Among the most amazing of the results is a 6-second piece by Zach King (1.7 million followers) who shows the product magically producing oranges and orange juice.
For HP, the real magic also was in the massively cut production cycle and cost. The typical TV spot often takes 10 to 12 weeks to produce. This one took 11 days, HP says.
Wisely, the spot retains the scrolling format and portrait form factor of a typical Vine experience, having the Vine-ographers hand the machine to one another across the frames. It rides the Vine vibe and even leaves room for promoting the #Bendthe Rules hashtag that is attracting more user-generated variations on HP’s original theme.
The spot is eye-catching, even if it does raise the question of how long such visual novelty gets before wearing thin.

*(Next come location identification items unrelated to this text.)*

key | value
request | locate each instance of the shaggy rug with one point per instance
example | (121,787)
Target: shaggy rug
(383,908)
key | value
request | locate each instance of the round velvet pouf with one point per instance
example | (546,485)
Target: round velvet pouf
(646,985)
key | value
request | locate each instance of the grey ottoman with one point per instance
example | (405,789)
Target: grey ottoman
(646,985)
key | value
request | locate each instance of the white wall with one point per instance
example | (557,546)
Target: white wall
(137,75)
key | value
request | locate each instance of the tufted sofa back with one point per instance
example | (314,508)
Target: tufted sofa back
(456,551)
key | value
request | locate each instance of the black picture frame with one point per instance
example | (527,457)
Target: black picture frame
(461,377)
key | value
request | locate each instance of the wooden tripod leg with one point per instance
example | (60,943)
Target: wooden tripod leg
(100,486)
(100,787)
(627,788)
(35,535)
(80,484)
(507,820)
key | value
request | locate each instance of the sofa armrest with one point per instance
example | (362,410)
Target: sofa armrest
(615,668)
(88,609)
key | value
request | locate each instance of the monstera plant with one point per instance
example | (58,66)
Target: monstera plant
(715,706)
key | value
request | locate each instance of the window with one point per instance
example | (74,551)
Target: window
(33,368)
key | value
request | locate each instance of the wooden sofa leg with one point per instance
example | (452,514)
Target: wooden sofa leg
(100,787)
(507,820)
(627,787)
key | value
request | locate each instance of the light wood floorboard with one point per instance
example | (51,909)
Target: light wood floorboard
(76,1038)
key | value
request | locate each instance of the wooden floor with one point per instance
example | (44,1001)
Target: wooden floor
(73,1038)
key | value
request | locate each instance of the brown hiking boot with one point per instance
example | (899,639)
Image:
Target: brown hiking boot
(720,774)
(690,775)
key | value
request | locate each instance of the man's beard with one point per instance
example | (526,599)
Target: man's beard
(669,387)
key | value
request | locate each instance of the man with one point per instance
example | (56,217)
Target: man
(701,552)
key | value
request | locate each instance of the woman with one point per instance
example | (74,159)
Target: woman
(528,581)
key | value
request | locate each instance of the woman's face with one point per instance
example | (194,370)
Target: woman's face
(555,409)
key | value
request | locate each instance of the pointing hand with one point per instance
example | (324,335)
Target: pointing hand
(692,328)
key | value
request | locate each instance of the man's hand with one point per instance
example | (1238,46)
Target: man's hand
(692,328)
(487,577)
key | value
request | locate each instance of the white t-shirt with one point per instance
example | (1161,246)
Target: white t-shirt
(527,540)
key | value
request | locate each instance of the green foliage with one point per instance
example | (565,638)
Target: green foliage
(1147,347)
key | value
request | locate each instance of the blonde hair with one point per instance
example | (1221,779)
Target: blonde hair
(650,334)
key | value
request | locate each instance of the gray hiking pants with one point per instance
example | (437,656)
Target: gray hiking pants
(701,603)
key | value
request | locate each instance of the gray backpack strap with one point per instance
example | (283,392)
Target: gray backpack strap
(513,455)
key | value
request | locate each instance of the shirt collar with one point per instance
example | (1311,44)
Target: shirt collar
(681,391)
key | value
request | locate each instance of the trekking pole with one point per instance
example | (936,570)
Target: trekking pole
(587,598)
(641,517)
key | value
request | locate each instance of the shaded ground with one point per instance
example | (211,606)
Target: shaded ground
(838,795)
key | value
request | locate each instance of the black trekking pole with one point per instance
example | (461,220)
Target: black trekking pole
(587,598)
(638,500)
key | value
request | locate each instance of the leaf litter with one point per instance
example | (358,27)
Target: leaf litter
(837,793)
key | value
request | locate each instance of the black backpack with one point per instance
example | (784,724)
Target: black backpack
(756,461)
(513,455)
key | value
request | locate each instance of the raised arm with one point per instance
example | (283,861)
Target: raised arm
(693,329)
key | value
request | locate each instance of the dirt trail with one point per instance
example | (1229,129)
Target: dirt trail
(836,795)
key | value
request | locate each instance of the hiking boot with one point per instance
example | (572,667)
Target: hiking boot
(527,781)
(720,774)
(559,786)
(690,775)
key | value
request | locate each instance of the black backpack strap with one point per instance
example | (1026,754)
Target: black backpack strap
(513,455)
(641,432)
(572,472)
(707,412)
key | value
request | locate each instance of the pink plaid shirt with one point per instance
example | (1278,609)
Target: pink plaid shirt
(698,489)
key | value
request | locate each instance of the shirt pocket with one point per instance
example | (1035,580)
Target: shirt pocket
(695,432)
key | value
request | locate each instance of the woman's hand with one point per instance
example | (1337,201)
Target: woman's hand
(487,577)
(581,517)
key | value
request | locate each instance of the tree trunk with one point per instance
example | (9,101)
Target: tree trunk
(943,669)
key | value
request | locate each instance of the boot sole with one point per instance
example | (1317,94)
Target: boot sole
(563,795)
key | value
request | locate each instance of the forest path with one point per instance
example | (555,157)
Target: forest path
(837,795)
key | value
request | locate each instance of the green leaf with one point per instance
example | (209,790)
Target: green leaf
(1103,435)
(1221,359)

In this case, it is good to see the creative use of stop motion applied faithfully to the product attributes and brand theme. It is not a gratuitous use of the stop-motion technique. Like CGI, Vine-like antics can wear out their welcome. But unlike CGI, Vine has that grassroots creative vibe to it.
The platform and its early social stars remind me of the first time I got my hands on a Super 8-mm home movie camera and a three-minute roll of film in my early teen years. My basement became my Black Maria, and my friends and family became my first cast, all instructed how to hold pose while I released the camera trigger (very Vine-like) to remove something from the scene. Little did I know I was reenacting a discovery that J. Stuart Blackton had made at the dawn of the century. He invented the stop-motion technique that more than a century later Vine has helped revive as a creative tool with endless possibilities.